AI summary
Stranger Things dimulai dengan cerita yang sederhana dan kuat, tetapi kemudian berkembang menjadi lebih rumit. Karakter Vecna membawa perubahan besar dalam plot dan alur cerita yang sebelumnya ada. Ekspansi karakter dan cerita sering kali mengurangi kualitas narasi dan ketegangan yang ada. Stranger Things dimulai dengan cerita yang sederhana dan menarik tentang sekelompok anak di kota kecil yang menghadapi kejadian misterius dan monster dari dimensi lain. Dengan hanya delapan episode, musim pertama berhasil menciptakan suasana tegang, nostalgia, dan karakter yang kuat dan mudah disukai. Cerita ini mengingatkan pada film-film klasik tahun 80-an dan membangun dunia kecil yang erat dengan fokus jelas pada petualangan anak-anak tersebut.Setelah kesuksesan musim pertama, serial ini mengalami ekspansi cerita yang signifikan dengan memperbanyak karakter, monster, dan alur yang semakin rumit. Hal ini berdampak pada melemahnya fokus dan kejelasan cerita.
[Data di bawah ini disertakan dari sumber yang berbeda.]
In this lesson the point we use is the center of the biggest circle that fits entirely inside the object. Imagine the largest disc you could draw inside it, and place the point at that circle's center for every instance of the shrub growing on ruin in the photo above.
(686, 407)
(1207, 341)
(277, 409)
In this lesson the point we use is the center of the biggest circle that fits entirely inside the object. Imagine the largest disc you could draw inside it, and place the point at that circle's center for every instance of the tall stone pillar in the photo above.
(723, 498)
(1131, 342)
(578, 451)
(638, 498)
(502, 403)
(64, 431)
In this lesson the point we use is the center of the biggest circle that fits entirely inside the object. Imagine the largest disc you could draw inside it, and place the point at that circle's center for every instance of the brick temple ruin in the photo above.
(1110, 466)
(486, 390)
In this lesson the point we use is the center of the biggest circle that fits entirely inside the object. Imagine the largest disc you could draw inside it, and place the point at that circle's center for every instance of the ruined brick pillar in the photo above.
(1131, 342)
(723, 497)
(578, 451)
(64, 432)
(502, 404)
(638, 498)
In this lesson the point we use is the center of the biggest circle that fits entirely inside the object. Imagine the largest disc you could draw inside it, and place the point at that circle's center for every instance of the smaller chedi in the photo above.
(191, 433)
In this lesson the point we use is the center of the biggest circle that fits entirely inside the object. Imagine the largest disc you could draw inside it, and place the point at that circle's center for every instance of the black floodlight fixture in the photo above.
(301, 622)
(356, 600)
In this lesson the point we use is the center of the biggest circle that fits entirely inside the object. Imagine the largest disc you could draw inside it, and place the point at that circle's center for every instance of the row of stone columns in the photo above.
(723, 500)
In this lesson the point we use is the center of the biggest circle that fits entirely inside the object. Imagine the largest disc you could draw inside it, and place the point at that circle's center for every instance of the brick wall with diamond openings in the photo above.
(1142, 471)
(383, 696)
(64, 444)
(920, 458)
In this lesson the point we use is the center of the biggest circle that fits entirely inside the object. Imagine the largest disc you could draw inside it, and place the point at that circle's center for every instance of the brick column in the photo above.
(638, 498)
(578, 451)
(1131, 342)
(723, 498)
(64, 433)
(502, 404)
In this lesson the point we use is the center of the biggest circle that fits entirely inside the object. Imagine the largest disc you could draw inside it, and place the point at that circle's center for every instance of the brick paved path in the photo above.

Tokoh-tokoh baru diperkenalkan, tetapi justru membuat narasi menjadi lebih ramai dan membingungkan, sementara monster awal yang horor menjadi kurang efektif karena hadir dalam jumlah besar atau menjadi terlalu umum.Kemunculan Vecna atau Henry Creel di musim terbaru menyajikan perubahan besar yang merombak cerita asli, mengubah latar belakang Eleven dan Upside Down, serta memperkenalkan plot yang jauh lebih rumit dan terkesan dipaksakan. Ini merupakan retcon besar yang membuat beberapa kejadian sebelumnya menjadi kurang relevan dan membuat ceritanya terasa tidak lagi autentik.Selain itu, walaupun anggaran produksi meningkat, kualitas sinematografi dan efek visual tidak menunjukkan peningkatan signifikan, bahkan terkadang terlihat lebih buruk. Pengenalan karakter baru seperti Holly sebagai pahlawan utama juga menunjukkan bahwa fokus pada karakter utama sebelumnya mulai pudar, dan penuturan cerita menjadi terlalu melebar tanpa kedalaman.Kesimpulannya, serial ini kehilangan sentuhan magisnya karena terus berusaha memperbesar skop cerita tanpa rencana yang jelas. Penulis artikel percaya bahwa Stranger Things harusnya selesai di musim pertama yang sederhana atau setidaknya di musim ketiga, agar tetap mempertahankan kualitas dan kesan emosional yang kuat bagi para penggemarnya.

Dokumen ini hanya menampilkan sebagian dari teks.